Woah! Wow! You actually deleted me from your list of FB friends! Woah. Wow! Congrats. Thanks a lot. It took a while. Hey, yeah. Whatever. Who needs you.

I'm pissed.

Off to sleep. Hope you're happy.

Sunday, January 15, 2012

Stabbed Again.

You posted on my wall today. They were pictures of our Japanese cuisine escapade, of our trip to Baguio and Paskuhan celebration with my friends. You didn't even leave a message. You changed your profile picture from something I took three years back. Frankly, I don't know what to think. Probably you're sending me those pictures in order to finally delete them from your end. I'm sorry. I just feel so affected.

Everything is still hard for me. It's not easy for me to interact with you. Probably this is your move to show that we have no hard feelings between us. But why does it still hurt?

I can pretend all I want but I don't think I'm ready for friendship.

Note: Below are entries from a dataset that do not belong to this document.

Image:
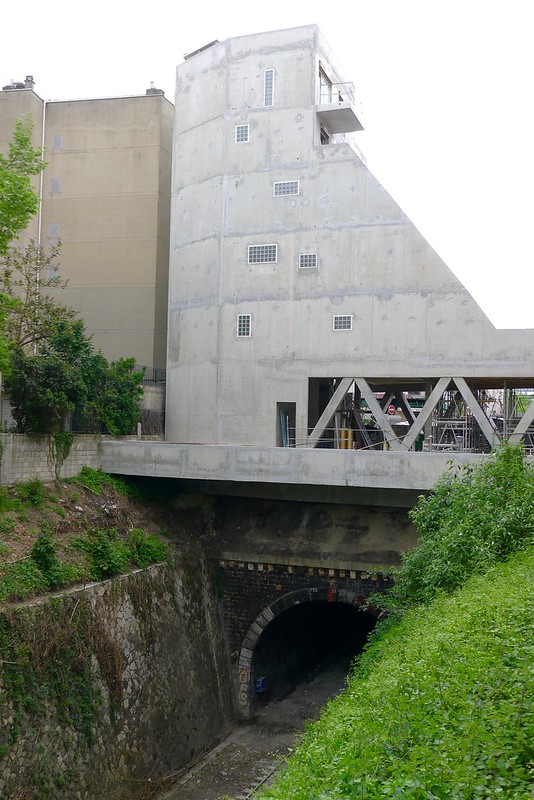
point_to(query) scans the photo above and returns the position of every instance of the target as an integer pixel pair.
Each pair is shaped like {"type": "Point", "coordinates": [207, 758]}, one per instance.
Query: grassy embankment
{"type": "Point", "coordinates": [79, 530]}
{"type": "Point", "coordinates": [441, 705]}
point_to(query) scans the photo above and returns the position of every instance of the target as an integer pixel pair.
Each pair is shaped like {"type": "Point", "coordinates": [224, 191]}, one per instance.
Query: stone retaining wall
{"type": "Point", "coordinates": [105, 687]}
{"type": "Point", "coordinates": [25, 458]}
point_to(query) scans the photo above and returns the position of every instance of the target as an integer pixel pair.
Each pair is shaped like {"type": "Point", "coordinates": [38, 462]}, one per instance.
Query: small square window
{"type": "Point", "coordinates": [342, 322]}
{"type": "Point", "coordinates": [244, 325]}
{"type": "Point", "coordinates": [241, 134]}
{"type": "Point", "coordinates": [268, 87]}
{"type": "Point", "coordinates": [307, 260]}
{"type": "Point", "coordinates": [262, 253]}
{"type": "Point", "coordinates": [282, 188]}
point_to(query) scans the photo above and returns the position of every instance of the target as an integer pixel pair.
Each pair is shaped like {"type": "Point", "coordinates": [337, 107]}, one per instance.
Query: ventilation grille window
{"type": "Point", "coordinates": [268, 87]}
{"type": "Point", "coordinates": [343, 322]}
{"type": "Point", "coordinates": [282, 188]}
{"type": "Point", "coordinates": [307, 260]}
{"type": "Point", "coordinates": [241, 134]}
{"type": "Point", "coordinates": [244, 325]}
{"type": "Point", "coordinates": [262, 253]}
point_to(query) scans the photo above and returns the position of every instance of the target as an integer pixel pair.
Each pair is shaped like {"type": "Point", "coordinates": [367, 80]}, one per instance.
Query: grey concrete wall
{"type": "Point", "coordinates": [385, 471]}
{"type": "Point", "coordinates": [411, 317]}
{"type": "Point", "coordinates": [155, 664]}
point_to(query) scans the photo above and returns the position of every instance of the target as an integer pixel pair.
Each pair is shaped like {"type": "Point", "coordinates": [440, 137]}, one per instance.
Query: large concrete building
{"type": "Point", "coordinates": [303, 303]}
{"type": "Point", "coordinates": [105, 193]}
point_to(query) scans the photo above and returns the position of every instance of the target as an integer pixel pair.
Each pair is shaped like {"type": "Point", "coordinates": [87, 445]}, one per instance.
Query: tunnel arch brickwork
{"type": "Point", "coordinates": [255, 593]}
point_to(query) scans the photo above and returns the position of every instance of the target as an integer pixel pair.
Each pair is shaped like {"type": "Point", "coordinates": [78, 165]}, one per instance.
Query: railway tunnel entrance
{"type": "Point", "coordinates": [284, 649]}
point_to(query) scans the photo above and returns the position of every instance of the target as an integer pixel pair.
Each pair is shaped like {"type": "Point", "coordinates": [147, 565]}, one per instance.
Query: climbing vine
{"type": "Point", "coordinates": [61, 447]}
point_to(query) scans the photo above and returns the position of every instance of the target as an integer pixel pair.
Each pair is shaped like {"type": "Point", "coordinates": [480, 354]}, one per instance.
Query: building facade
{"type": "Point", "coordinates": [303, 303]}
{"type": "Point", "coordinates": [105, 194]}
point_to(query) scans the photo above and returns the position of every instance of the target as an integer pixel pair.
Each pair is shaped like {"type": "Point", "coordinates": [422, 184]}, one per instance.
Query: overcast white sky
{"type": "Point", "coordinates": [446, 88]}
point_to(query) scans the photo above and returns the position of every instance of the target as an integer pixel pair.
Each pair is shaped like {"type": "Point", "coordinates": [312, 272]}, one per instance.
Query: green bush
{"type": "Point", "coordinates": [7, 525]}
{"type": "Point", "coordinates": [7, 503]}
{"type": "Point", "coordinates": [43, 553]}
{"type": "Point", "coordinates": [32, 493]}
{"type": "Point", "coordinates": [145, 548]}
{"type": "Point", "coordinates": [469, 521]}
{"type": "Point", "coordinates": [441, 708]}
{"type": "Point", "coordinates": [21, 579]}
{"type": "Point", "coordinates": [107, 554]}
{"type": "Point", "coordinates": [96, 479]}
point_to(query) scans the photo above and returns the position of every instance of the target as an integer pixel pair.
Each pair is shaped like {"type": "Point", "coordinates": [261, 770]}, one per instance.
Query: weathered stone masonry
{"type": "Point", "coordinates": [149, 651]}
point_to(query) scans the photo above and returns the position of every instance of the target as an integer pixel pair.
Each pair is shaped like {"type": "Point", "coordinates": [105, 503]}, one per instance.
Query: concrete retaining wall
{"type": "Point", "coordinates": [120, 682]}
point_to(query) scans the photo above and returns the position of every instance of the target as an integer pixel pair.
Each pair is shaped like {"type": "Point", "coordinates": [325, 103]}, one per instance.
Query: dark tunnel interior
{"type": "Point", "coordinates": [302, 639]}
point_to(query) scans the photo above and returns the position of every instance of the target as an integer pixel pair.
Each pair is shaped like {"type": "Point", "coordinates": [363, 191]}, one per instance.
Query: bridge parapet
{"type": "Point", "coordinates": [384, 475]}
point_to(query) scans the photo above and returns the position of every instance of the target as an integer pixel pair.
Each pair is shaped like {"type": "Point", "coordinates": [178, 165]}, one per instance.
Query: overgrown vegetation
{"type": "Point", "coordinates": [60, 550]}
{"type": "Point", "coordinates": [441, 705]}
{"type": "Point", "coordinates": [49, 365]}
{"type": "Point", "coordinates": [18, 199]}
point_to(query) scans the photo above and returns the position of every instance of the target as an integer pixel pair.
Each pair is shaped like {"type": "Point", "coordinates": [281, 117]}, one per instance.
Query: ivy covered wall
{"type": "Point", "coordinates": [104, 688]}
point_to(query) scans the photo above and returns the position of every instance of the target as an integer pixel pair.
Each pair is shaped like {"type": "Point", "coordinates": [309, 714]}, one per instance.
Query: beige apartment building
{"type": "Point", "coordinates": [105, 194]}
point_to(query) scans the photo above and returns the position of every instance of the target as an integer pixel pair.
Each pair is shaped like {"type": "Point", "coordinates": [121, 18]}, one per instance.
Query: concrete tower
{"type": "Point", "coordinates": [295, 279]}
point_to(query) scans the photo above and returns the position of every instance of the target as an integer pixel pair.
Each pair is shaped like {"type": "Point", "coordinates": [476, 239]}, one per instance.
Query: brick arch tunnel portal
{"type": "Point", "coordinates": [286, 644]}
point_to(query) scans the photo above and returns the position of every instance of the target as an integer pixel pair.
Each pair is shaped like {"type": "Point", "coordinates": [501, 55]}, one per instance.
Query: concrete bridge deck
{"type": "Point", "coordinates": [374, 477]}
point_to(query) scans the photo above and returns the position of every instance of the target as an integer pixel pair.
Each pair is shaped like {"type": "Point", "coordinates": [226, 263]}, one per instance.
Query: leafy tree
{"type": "Point", "coordinates": [18, 199]}
{"type": "Point", "coordinates": [26, 276]}
{"type": "Point", "coordinates": [66, 373]}
{"type": "Point", "coordinates": [116, 403]}
{"type": "Point", "coordinates": [472, 519]}
{"type": "Point", "coordinates": [7, 305]}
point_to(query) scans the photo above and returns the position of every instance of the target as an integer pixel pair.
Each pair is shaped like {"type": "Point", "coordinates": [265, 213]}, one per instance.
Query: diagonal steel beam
{"type": "Point", "coordinates": [381, 418]}
{"type": "Point", "coordinates": [486, 425]}
{"type": "Point", "coordinates": [523, 424]}
{"type": "Point", "coordinates": [331, 408]}
{"type": "Point", "coordinates": [428, 407]}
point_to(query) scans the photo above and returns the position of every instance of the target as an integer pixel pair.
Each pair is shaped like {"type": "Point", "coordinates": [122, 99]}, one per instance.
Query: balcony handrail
{"type": "Point", "coordinates": [345, 93]}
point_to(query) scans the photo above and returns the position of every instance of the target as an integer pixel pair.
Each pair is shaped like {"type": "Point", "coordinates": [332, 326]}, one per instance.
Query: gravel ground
{"type": "Point", "coordinates": [253, 750]}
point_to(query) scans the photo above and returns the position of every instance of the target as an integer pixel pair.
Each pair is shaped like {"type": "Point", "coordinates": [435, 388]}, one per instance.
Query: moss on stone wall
{"type": "Point", "coordinates": [103, 687]}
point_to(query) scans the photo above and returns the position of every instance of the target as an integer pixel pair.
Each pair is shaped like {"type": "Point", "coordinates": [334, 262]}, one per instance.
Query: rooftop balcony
{"type": "Point", "coordinates": [337, 108]}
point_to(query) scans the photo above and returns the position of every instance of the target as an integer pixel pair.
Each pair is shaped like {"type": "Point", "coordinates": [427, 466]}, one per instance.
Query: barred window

Thursday, January 12, 2012

To the Person Who Used to be my Hitori

Meeting you again for the first time after two years almost seemed unreal. It was funny and weird at the same time. I really didn't know what to expect. Maybe we'd have a lot of awkward silence and tense moments. Loss of words and ultimately, loss of anything to talk about. But it was beyond what I could have imagined. When I saw you earlier and met me with arms wide outstretched and hugged me tight, I know I need not worry. The person who stood before me was a friend.
Three years ago, my world was shattered when we broke up. I felt devastated and unworthy of love. Of retaining a serious relationship. I felt like a toy that people would just throw away after playing with it. It was as if the torture of my first break up was relived. With no one there to comfort me, no one to ease the pain you left, I felt like trash. I blamed myself and then I blamed you. I was in agony.
Fortunately few months after, I got better. Someone else had taken your place. He saw what you couldn't and from there a relationship blossomed. He was very dear to me but our time together eventually came to an end.
A year after our break up, we saw each other again. I was actually checking whether I still felt something for you. There was none. But I was left with awkwardness.
And then there you were, two years after we last saw each other, checking on me again. Wanting to see me. It felt weird initially. But being the person that I am, I brushed it off as nothing. Instilling in my mind that it has no romantic significance, that it was a friendly gesture. You are after all, engaged. And so we agreed to meet and have lunch. It was really amazing. Catching up. Talking about your plans. The lives we took and will take in the future. And just when we were about to part ways, you apologized. You apologized about the past. You know what, you need not worry. I forgave you a long time ago. I already let go of whatever bitterness I felt back then. You don't need to worry about me. I've gotten over you, didn't I? Before our last goodbye, again you hugged me. And before me stood my ex-boyfriend. The person I met six years ago during my ROTC days. The person who used to be my hitori. The person whom I used to call Penguin. A person whom I've shared silly jokes and laughter, and somehow been a source of my grief. But beyond all that, he is my friend.